Since that crash feels especially bad, it’s natural that people search for deeper meaning in data that don’t really have a lot to give. One common cry was blaming the long layoffs from the bye round. This argument doesn’t hold up, as Ben Clemens pointed out last postseason.

It also doesn’t have much to do with modern baseball or modern players, either. Home field advantage has been relatively stable in the regular season throughout baseball history.

Regular Season Winning Percentage by Decade

Decade Winning Percentage
1900s .551
1910s .540
1920s .543
1930s .553
1940s .544
1950s .539
1960s .540
1970s .538
1980s .541
1990s .535
2000s .542
2010s .535
2020s .531

There’s been some long-term decline, but nothing earth-shattering.

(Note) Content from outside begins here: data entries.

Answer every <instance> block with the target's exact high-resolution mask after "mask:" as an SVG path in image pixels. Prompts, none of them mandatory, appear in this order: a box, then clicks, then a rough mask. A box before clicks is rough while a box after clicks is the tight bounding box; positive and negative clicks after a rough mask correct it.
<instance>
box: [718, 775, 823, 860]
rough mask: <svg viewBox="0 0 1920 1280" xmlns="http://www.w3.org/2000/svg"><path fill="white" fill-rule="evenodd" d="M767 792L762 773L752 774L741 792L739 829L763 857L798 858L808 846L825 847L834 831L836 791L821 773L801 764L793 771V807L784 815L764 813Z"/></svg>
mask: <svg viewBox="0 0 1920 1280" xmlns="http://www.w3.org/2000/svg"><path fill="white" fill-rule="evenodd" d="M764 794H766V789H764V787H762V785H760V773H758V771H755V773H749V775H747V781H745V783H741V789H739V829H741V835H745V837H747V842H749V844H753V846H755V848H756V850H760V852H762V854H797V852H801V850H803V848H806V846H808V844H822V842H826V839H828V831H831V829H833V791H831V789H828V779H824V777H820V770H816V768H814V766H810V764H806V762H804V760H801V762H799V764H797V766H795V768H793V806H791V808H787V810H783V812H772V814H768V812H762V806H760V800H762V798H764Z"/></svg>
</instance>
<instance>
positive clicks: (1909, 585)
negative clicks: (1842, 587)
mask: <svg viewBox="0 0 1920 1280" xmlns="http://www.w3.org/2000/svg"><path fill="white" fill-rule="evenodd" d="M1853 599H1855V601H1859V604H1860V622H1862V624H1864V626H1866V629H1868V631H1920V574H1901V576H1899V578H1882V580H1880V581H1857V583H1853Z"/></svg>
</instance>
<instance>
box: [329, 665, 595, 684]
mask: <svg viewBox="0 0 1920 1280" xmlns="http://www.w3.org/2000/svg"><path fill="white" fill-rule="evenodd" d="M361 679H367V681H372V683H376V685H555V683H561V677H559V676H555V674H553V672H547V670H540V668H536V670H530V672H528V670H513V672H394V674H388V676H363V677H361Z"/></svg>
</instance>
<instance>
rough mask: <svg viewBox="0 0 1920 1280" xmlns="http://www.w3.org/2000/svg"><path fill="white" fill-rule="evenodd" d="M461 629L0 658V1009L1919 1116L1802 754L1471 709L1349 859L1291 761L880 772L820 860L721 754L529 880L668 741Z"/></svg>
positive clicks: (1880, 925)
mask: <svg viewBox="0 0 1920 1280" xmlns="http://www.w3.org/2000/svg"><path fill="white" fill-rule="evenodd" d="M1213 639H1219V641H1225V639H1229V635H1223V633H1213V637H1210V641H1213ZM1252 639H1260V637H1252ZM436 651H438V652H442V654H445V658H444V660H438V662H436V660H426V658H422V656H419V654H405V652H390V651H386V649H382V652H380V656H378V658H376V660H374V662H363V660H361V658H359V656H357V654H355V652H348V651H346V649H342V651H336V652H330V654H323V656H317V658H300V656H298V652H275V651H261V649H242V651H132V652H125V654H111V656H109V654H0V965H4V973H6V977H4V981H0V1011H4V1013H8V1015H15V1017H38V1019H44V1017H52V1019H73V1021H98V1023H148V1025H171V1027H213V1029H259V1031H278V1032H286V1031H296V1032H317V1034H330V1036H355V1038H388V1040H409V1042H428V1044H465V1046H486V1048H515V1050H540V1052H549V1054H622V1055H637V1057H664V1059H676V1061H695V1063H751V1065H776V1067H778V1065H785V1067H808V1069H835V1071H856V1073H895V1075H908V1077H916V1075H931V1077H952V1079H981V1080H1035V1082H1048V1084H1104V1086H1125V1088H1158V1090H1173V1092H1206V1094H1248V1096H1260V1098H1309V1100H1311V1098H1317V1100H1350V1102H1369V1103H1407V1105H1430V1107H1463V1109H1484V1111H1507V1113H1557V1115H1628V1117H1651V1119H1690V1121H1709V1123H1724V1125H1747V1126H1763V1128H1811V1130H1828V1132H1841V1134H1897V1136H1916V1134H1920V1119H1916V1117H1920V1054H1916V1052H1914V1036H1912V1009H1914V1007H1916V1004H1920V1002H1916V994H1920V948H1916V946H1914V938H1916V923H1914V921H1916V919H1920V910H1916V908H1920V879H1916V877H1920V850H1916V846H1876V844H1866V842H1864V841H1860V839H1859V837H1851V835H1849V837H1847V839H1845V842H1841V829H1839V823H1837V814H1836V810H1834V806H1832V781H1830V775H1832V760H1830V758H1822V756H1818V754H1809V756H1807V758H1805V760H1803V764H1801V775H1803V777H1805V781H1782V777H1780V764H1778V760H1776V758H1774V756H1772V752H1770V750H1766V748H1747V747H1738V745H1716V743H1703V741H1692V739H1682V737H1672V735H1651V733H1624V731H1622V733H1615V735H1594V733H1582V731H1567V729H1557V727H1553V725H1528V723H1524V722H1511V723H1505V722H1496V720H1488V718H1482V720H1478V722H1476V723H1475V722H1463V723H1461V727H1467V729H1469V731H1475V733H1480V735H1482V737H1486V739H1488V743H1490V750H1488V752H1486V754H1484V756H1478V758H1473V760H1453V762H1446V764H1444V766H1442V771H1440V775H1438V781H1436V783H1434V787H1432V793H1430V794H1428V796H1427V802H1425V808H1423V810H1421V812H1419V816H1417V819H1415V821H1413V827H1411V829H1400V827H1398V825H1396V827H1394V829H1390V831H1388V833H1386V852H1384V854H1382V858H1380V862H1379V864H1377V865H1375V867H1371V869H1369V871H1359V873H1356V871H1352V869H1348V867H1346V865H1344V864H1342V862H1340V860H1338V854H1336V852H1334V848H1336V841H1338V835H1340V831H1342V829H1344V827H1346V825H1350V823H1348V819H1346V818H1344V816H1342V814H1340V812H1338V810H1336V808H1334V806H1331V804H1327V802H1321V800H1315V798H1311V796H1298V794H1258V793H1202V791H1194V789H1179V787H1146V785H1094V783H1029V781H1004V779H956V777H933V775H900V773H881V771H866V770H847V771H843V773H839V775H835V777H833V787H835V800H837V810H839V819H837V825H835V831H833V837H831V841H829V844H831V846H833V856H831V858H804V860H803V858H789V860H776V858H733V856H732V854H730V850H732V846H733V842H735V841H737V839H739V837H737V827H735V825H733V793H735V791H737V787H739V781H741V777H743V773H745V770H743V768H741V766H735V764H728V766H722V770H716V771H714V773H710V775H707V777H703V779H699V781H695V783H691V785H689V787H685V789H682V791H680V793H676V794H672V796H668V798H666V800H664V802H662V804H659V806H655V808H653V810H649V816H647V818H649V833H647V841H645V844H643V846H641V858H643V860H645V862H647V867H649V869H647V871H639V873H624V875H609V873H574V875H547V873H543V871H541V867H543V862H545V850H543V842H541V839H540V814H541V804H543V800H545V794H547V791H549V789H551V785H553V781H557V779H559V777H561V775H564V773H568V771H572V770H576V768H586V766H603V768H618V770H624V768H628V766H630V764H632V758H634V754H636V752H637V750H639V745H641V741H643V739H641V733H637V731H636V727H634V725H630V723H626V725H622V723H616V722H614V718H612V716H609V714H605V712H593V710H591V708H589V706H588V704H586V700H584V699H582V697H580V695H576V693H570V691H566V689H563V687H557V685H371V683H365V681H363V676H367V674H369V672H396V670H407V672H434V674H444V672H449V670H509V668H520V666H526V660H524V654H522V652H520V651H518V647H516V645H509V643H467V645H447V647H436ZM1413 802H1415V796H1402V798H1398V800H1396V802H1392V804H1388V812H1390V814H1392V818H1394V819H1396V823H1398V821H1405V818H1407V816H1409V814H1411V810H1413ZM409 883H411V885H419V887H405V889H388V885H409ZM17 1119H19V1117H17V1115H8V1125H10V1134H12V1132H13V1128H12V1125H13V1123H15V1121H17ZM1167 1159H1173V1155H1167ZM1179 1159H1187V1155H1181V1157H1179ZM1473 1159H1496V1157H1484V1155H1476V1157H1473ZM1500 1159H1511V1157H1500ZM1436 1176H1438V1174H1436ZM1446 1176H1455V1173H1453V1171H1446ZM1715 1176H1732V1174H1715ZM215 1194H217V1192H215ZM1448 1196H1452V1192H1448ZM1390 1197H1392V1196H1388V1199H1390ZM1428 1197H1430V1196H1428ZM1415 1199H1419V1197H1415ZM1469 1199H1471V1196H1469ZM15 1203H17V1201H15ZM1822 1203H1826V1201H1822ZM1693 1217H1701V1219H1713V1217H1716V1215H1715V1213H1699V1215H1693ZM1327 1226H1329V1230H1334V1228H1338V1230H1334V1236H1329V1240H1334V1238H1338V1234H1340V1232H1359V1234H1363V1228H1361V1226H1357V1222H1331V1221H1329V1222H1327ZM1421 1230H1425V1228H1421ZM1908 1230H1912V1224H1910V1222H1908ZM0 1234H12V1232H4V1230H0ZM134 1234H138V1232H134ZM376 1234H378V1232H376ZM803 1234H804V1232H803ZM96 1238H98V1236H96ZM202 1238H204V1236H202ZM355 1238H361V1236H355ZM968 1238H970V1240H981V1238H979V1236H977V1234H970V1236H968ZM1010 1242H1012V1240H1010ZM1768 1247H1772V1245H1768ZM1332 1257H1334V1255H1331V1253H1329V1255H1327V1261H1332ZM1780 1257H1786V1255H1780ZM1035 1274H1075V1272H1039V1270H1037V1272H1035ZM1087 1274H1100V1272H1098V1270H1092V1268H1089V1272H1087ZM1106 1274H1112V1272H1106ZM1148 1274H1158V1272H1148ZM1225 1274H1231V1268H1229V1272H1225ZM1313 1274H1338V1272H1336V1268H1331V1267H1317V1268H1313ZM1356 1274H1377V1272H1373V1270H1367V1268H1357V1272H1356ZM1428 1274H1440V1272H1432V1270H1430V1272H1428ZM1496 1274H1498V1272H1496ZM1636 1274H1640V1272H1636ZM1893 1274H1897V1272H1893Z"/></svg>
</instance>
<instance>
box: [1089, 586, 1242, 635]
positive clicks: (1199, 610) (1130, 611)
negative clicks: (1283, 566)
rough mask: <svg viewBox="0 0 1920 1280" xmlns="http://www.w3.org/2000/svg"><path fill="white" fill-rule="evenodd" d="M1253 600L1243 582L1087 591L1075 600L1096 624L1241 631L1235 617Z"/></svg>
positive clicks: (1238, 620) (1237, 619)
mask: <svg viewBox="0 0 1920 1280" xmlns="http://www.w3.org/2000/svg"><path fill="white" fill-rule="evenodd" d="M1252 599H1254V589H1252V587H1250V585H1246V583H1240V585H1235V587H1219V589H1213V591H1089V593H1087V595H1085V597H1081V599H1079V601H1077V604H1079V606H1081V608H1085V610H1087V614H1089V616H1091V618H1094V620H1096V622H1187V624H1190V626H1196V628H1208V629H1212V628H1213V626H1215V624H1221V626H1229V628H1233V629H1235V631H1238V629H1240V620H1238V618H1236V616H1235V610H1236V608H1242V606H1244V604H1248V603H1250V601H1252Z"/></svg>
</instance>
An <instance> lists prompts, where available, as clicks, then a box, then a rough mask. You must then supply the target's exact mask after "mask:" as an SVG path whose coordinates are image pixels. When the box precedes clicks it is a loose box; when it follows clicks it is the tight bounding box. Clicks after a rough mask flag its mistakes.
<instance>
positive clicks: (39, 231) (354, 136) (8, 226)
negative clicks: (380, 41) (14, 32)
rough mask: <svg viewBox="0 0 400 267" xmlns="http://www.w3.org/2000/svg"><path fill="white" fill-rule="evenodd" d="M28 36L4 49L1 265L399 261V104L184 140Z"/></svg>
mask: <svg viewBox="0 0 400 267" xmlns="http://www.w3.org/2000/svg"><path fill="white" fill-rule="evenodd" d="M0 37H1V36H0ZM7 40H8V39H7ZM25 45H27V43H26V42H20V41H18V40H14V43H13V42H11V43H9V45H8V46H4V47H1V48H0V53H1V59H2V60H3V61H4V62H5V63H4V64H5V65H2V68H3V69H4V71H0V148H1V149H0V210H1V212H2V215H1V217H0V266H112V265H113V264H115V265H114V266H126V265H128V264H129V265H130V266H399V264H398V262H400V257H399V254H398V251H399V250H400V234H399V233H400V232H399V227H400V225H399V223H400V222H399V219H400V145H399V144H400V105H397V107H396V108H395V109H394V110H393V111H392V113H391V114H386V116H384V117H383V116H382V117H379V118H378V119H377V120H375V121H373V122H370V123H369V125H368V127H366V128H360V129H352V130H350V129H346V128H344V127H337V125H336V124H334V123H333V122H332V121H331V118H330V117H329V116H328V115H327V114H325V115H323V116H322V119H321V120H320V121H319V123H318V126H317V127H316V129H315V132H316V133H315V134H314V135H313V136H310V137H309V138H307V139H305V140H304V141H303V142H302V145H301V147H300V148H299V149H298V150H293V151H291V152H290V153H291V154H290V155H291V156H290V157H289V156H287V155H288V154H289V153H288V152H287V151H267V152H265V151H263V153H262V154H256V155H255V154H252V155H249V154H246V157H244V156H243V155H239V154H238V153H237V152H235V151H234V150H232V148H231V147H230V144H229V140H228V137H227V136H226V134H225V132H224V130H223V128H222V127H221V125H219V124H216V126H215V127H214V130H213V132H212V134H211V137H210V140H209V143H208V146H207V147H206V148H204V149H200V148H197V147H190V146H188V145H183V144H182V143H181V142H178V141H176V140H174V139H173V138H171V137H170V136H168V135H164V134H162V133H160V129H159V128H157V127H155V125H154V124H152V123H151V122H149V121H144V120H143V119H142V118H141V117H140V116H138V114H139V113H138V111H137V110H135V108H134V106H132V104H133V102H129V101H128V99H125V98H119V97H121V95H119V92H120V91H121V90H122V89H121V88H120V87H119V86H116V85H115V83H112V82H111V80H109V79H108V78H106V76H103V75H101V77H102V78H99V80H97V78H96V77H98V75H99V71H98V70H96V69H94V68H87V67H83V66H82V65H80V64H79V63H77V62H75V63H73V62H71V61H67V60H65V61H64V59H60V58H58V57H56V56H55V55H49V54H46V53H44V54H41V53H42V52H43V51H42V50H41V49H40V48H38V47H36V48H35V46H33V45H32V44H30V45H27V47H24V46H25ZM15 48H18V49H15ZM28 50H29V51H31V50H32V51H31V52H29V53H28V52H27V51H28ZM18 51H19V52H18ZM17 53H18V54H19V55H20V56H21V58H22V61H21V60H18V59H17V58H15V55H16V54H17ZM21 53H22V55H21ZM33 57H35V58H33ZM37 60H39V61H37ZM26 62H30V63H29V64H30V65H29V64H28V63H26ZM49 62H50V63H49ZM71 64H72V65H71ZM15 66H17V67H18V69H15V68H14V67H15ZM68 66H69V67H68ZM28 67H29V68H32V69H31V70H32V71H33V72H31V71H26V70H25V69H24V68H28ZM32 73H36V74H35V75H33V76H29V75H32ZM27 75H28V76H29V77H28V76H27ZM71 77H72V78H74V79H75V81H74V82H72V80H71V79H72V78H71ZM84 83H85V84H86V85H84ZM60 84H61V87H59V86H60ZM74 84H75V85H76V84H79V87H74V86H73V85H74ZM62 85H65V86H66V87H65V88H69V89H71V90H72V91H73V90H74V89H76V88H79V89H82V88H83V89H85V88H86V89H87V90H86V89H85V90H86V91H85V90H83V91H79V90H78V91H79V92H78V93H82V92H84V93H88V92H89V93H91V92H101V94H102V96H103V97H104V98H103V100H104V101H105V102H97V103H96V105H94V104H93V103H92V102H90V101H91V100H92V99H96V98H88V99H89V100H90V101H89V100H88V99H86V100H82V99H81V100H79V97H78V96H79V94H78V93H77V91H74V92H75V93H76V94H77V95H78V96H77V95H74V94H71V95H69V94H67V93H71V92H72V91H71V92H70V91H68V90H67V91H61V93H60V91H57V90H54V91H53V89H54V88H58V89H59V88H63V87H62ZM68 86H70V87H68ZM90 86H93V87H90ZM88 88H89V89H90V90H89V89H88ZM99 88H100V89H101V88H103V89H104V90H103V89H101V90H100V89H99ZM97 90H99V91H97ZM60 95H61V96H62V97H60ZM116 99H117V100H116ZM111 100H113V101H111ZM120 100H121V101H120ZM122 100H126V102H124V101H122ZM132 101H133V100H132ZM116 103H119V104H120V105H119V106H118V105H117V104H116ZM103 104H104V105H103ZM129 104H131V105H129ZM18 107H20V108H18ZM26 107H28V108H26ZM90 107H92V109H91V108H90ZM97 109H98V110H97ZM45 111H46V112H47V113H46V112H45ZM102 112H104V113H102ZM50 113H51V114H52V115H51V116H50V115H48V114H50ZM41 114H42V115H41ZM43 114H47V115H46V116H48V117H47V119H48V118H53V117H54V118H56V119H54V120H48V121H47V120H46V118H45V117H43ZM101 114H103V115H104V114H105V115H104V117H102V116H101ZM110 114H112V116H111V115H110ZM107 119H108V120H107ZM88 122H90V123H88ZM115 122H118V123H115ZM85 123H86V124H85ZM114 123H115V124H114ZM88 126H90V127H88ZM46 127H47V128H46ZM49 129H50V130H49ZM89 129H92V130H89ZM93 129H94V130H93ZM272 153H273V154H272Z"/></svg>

The larger problem is simply that fundamentally, home field advantage just isn’t a big deal in baseball. It’s not as big a deal in other sports as some think, but unlike in the other major sports, the difference in baseball between a great team, a good team, a lousy team, and the Chicago White Sox is not that large. Other sports don’t need home field advantage to be as much of a differentiator, especially in the playoffs. A few years back, Michael Lopez, Greg Matthews, and Ben Baumer crunched some numbers and estimated that to match the better-team-advances rate of the NBA playoffs, MLB teams would need to play best-of-75 playoff series. I certainly love me some baseball, but I can’t imagine I’d still watch World Series Game 63 with the same intensity as I do every Fall Classic game now. Besides, the MLBPA wouldn’t be on board, and the calendar would make that a practical impossibility anyway.

Even giving the team with more wins home field advantage in every single game doesn’t drastically weight the dice. Assuming a .535 home winning percentage and evenly matched teams, the home team would require a best-of-13 series to become a 60/40 favorite; to increase its odds to 2-to-1, we’d have to make it a best-of-39 series. Just to experiment, I simulated series with the normal postseason distribution of home field advantage (one extra game) between two teams, the one in which the home team is .020 wins better than its opponent (just over three wins in a season). I then ran the numbers for how often the better team would be expected to win, based on series length.

Playoff Simulation, Better Team’s Series Win Probability

Series Length (Maximum Games) Win Probability
3 54.7%
5 55.1%
7 55.5%
9 55.9%
11 56.3%
13 56.6%
15 57.0%
17 57.3%
19 57.7%
21 58.0%
23 58.3%
25 58.6%
27 58.8%
29 59.1%
31 59.4%
33 59.6%
35 59.9%
37 60.1%
39 60.4%
41 60.6%
43 60.8%
45 61.0%
47 61.3%
49 61.5%
51 61.7%
53 61.9%
55 62.1%
57 62.3%
59 62.5%
61 62.7%
63 62.8%
65 63.0%
67 63.2%
69 63.4%
71 63.6%
73 63.7%
75 63.9%
77 64.1%
79 64.2%
81 64.4%

So what does this all mean? In all likelihood, home field advantage in the playoffs hasn’t changed in any meaningful way. And isn’t really all that big of a deal in the first place. Without altering the very nature of the postseason significantly — aggressive changes such as requiring the lower-seeded team sweep in the Wild Card series to advance — baseball has a very limited ability to reward individual playoff teams based on their regular-season results. Home field advantage isn’t broken; it’s working in the extremely limited way that one should expect. If the Dodgers beat the Yankees in the World Series this year, it probably won’t be because they were rewarded one more possible home game.